O modelo de escolas em tempo integral deve ser flexibilizado para não prejudicar vínculos familiares
Um dos aspectos debatidos sobre a educação em tempo integral é que ela tende a enfraquecer ou fortalecer os vínculos familiares. Há evidências robustas de que laços familiares fortes estão associados a melhores indicadores sociais, o que suscita dúvidas sobre o impacto social de um modelo de educação que distancia as crianças de suas famílias por longos períodos.
Rodolfo Canônico, diretor-executivo do Family Talks, ONG especializada em família, diz que a escola em tempo integral “pode ser uma solução para boa parte das famílias”, mas ressalta que é importante que o modelo seja flexível ante as diferentes demandas. Ele registrou um caso de uma mãe que fez uma jornada de trabalho de meio período, por querer estar mais tempo com seus filhos.
“Sabemos que isso é benéfico para o desenvolvimento infantil, mas a escola não queria nem sequer deixar as crianças almoçarem em casa. A escola era em tempo integral, e a mãe se dispunha a levar a criança de volta à tarde, mas a escola insistia que a criança almoçasse ali”, conta.
A refeição em família, segundo Canônico, é indicada como uma estratégia de prevenção de problemas sociais, para fortalecer a relação familiar. “A escola impede que isso aconteça, havendo uma família com condição, não parece fazer sentido. Causa preocupação se houver esse tipo de ingerência, de impedimento à convivência familiar. Não é o objetivo da escola integral, não deveria ser. O objetivo precisa ser fornecer o e de que muitas famílias precisam”, comenta.
Escolas de Ensino Médio Integral tiveram melhor desempenho no Ideb
Em 2023, as escolas de Ensino Médio que adotaram a educação em tempo integral atingiram uma média de 4,4 no Índice de Desenvolvimento da Educação Básica (Ideb), superando a média de 4,1 das escolas regulares.
O desempenho reforça a eficácia do modelo integral em melhorar os resultados em português e matemática. Ana Paula Pereira, diretora-executiva do Instituto Sonho Grande, que apoia a expansão do Ensino Médio integral, diz que “a extensão da carga horária é apenas um dos pilares” do ensino integral, e que as disciplinas para desenvolver competências socioemocionais dos estudantes também são importantes nos bons resultados.
“A disciplina 'Projeto de Vida', por exemplo, incentiva os alunos a refletirem sobre suas metas e traçarem planos para alcançá-los, enquanto a tutoria permite que cada estudante receba acompanhamento próximo para superar desafios e planejar seus estudos”, diz ela.
Um dos benefícios identificados em pesquisas é a redução da evasão escolar. “Um estudo que desenvolvemos sobre violência escolar em Pernambuco revelou que as escolas de Ensino Médio Integral registram uma redução significativa nos incidentes”, afirma. “Gestores dizem que as escolas integrais reduziram entre 7,2% e 8,6% os índices de violência geral e entre 11,8% e 13,5% a violência velada, como ameaças e consumo de drogas.”

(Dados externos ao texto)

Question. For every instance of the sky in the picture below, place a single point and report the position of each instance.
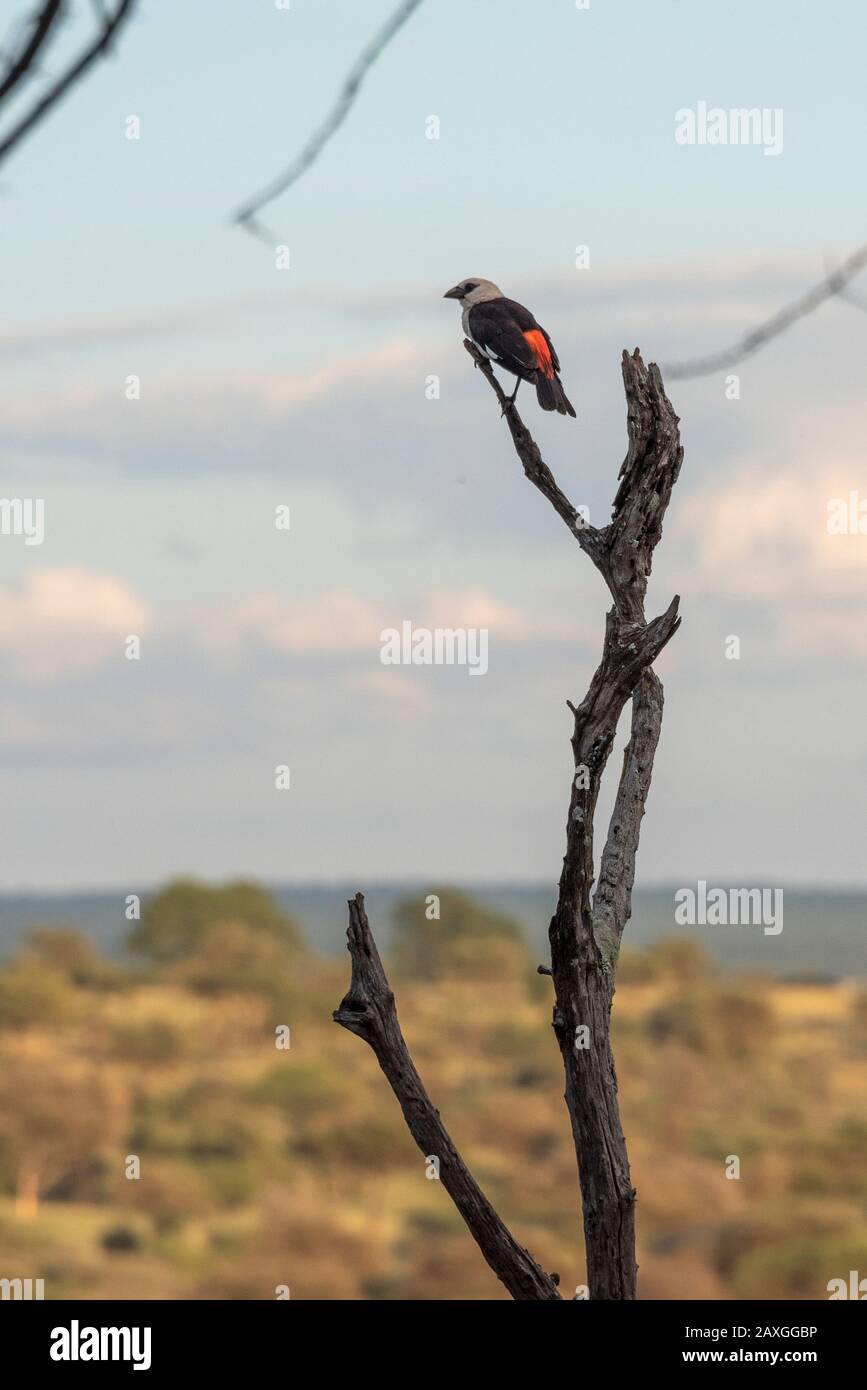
(309, 388)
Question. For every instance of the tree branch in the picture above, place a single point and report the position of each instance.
(585, 933)
(39, 27)
(370, 1012)
(67, 79)
(248, 214)
(832, 285)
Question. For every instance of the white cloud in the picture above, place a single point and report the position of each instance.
(64, 622)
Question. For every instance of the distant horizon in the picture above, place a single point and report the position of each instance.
(413, 881)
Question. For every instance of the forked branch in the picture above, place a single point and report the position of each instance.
(370, 1012)
(587, 929)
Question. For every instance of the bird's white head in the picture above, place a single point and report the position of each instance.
(474, 291)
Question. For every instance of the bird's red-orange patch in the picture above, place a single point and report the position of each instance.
(542, 352)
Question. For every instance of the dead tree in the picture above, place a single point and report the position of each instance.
(587, 927)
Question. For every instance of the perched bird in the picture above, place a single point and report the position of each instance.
(510, 337)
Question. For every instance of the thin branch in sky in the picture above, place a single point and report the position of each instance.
(834, 285)
(97, 46)
(248, 214)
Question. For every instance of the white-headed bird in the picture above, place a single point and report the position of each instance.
(512, 338)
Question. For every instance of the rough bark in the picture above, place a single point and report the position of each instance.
(587, 929)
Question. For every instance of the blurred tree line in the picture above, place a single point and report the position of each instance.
(157, 1141)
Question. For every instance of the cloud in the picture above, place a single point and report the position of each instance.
(342, 623)
(67, 622)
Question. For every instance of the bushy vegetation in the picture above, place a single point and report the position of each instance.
(261, 1165)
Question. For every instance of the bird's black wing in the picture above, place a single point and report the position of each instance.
(527, 323)
(555, 359)
(496, 328)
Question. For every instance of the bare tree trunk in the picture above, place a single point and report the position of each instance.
(587, 927)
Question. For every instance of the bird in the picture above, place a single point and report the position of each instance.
(510, 337)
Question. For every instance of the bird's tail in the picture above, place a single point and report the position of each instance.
(552, 396)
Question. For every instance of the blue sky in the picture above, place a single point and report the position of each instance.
(306, 387)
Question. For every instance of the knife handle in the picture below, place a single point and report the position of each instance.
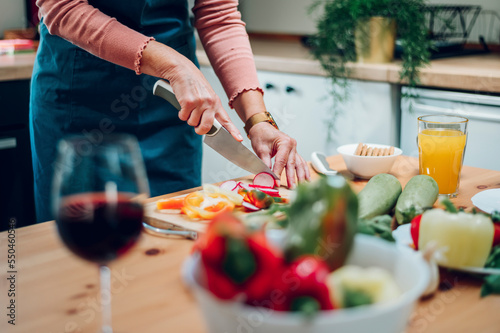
(164, 90)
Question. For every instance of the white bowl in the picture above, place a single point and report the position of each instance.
(367, 166)
(409, 270)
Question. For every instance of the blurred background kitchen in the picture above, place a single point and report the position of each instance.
(463, 77)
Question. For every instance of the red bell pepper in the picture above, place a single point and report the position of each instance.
(301, 287)
(235, 260)
(415, 229)
(496, 236)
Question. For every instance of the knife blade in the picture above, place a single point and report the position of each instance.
(218, 138)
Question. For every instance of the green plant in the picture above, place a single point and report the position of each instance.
(333, 43)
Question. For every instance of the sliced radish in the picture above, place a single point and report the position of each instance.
(260, 186)
(229, 185)
(244, 186)
(264, 179)
(274, 192)
(249, 206)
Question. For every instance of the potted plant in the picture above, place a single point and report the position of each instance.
(344, 28)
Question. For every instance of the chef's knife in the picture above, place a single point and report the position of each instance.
(218, 138)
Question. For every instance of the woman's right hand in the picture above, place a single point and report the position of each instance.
(199, 103)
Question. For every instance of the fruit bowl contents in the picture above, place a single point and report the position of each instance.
(367, 166)
(321, 278)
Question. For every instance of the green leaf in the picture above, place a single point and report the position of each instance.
(493, 260)
(306, 305)
(353, 298)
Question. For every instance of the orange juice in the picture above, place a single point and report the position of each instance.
(440, 156)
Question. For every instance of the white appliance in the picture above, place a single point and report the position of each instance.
(483, 112)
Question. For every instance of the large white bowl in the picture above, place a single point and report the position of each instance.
(407, 267)
(367, 166)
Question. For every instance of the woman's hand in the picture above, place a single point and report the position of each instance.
(268, 142)
(199, 103)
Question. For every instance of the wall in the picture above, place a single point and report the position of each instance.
(291, 17)
(12, 15)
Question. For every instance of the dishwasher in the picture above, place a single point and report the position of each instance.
(483, 111)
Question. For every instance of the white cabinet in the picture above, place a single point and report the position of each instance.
(300, 105)
(483, 112)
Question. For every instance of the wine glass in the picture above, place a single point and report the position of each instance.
(98, 190)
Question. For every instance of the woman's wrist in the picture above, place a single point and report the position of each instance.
(158, 59)
(248, 104)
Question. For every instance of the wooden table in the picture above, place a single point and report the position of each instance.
(57, 292)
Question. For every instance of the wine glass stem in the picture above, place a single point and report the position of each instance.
(105, 274)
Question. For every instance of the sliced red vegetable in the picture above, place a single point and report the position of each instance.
(249, 206)
(264, 179)
(229, 185)
(415, 230)
(244, 186)
(260, 186)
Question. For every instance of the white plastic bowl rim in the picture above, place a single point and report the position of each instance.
(349, 149)
(339, 315)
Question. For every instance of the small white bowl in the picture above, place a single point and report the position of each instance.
(366, 167)
(409, 270)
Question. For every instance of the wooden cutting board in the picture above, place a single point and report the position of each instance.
(170, 220)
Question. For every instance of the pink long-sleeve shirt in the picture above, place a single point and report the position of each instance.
(218, 22)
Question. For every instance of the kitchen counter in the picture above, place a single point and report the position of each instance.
(16, 67)
(57, 292)
(473, 73)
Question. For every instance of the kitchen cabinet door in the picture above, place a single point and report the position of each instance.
(301, 106)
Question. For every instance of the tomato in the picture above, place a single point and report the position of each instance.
(415, 230)
(206, 205)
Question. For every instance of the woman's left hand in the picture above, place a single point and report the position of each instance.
(268, 142)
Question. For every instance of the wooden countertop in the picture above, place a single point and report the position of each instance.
(473, 73)
(57, 292)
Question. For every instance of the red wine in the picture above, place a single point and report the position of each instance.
(98, 228)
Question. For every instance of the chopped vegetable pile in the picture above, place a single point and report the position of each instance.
(231, 195)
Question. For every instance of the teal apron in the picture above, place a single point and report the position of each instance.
(74, 92)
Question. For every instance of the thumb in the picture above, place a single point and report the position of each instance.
(226, 122)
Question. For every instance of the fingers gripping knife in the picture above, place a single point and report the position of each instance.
(218, 138)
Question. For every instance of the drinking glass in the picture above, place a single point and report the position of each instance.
(441, 148)
(98, 190)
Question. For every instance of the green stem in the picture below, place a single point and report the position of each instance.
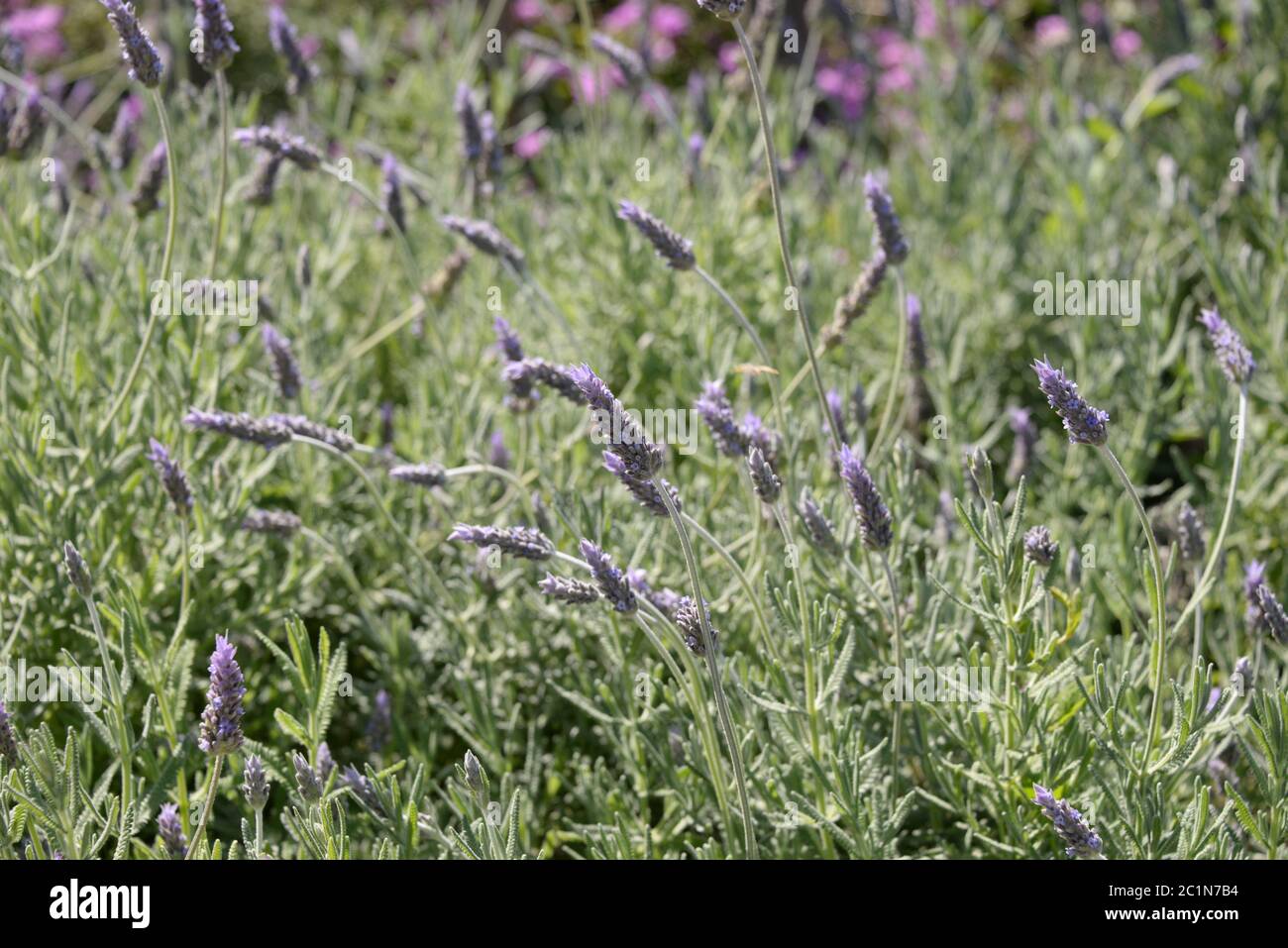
(712, 665)
(776, 193)
(207, 805)
(150, 330)
(1158, 603)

Para sustentar esses resultados, a diretora-executiva do Instituto Sonho Grande enfatiza a importância de uma infraestrutura adequada e da capacitação dos educadores. “É essencial ter claro sobre as diretrizes do programa e investir no fortalecimento das equipes escolares. Professores e gestores precisam estar preparados para implementar um currículo dinâmico, que integre tantas competências acadêmicas quanto socioemocionais, e que façam sentido no contexto de vida dos estudantes. Capacitar e engajar esses profissionais é fundamental, pois são eles que traduzem a proposta do ensino integral para o dia a dia dos estudantes.”